El debate en torno al lenguaje ofensivo y la libre opinión se instaló en nuestra sociedad. Aun cuando la ONU plantea combatir la discriminación y la xenofobia, no hay consenso internacional sobre qué es el discurso del odio. Europa cuenta con legislación que penaliza la incitación al odio, mientras Estados Unidos abraza la tradición liberal y protege el derecho a disentir.
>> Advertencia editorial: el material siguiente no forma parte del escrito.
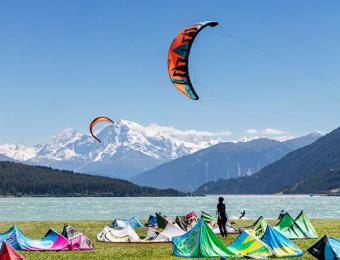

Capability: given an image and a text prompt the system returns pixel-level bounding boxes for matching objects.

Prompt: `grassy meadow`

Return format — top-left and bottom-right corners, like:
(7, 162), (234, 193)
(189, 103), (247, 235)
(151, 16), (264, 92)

(0, 219), (339, 259)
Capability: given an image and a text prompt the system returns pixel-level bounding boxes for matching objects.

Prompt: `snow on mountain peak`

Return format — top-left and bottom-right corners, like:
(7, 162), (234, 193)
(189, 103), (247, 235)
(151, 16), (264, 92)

(308, 131), (323, 137)
(240, 135), (296, 143)
(33, 128), (85, 161)
(54, 128), (83, 142)
(0, 119), (229, 167)
(0, 144), (37, 161)
(91, 120), (230, 160)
Cuando tocaron a la puerta de su casa, la noche del 3 de marzo de 2006, Al Snyder pensó que era su hija que había olvidado las llaves. Pero al abrir se encontró con dos marines vestidos de traje solemne. Entonces lo supo de inmediato; su hijo Matthew, de 20 años, había partido a Irak en febrero. “Por favor, dime que no. Por favor, dime que no”, dijo. “Señor Snyder, su hijo murió esta mañana”, fue la desoladora noticia que recibió.
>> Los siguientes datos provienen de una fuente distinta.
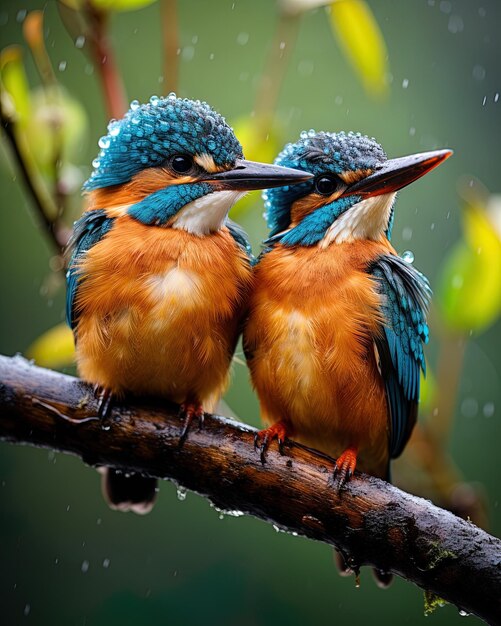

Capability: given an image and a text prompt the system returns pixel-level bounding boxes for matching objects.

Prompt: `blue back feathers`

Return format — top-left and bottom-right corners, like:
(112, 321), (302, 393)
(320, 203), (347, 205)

(370, 254), (432, 457)
(264, 131), (387, 239)
(66, 210), (114, 331)
(84, 95), (243, 192)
Cinco días después el cuerpo de Matthew Snyder llegó a Estados Unidos. Su funeral se realizó el 10 de marzo en la iglesia católica de St. John, en Westminster. Y mientras su familia y amigos se reunían para despedirlo, a 300 metros un grupo de manifestantes desplegaba carteles ofensivos: “Tropas maricas”, “Dios te odia”.
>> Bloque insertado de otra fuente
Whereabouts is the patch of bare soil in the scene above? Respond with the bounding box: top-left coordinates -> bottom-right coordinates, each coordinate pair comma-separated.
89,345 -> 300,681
Los activistas eran miembros de la Iglesia Bautista de Westboro, dirigida por el pastor Fred Phelps, un abogado con un discurso furiosamente anti gay. Desde la invasión a Irak, el culto se manifestaba en los funerales de los soldados: según ellos, las muertes eran un castigo de Dios por la tolerancia hacia la homosexualidad.

Al Snyder demandó al pastor Phelps y el caso concentró la atención del país. La causa escaló hasta la Corte Suprema, que finalmente eximió a la iglesia de Westboro y condenó al padre de Matthew Snyder a pagar los costos legales.

En su fallo la corte argumentó que si bien el discurso de Westboro es hiriente y no contribuye al diálogo, la respuesta no podía ser castigar al orador. “Como nación, hemos elegido un curso diferente: proteger incluso los discursos hirientes sobre asuntos públicos para asegurarnos de no sofocar el debate”, escribió el juez John Roberts, presidente del Tribunal Supremo.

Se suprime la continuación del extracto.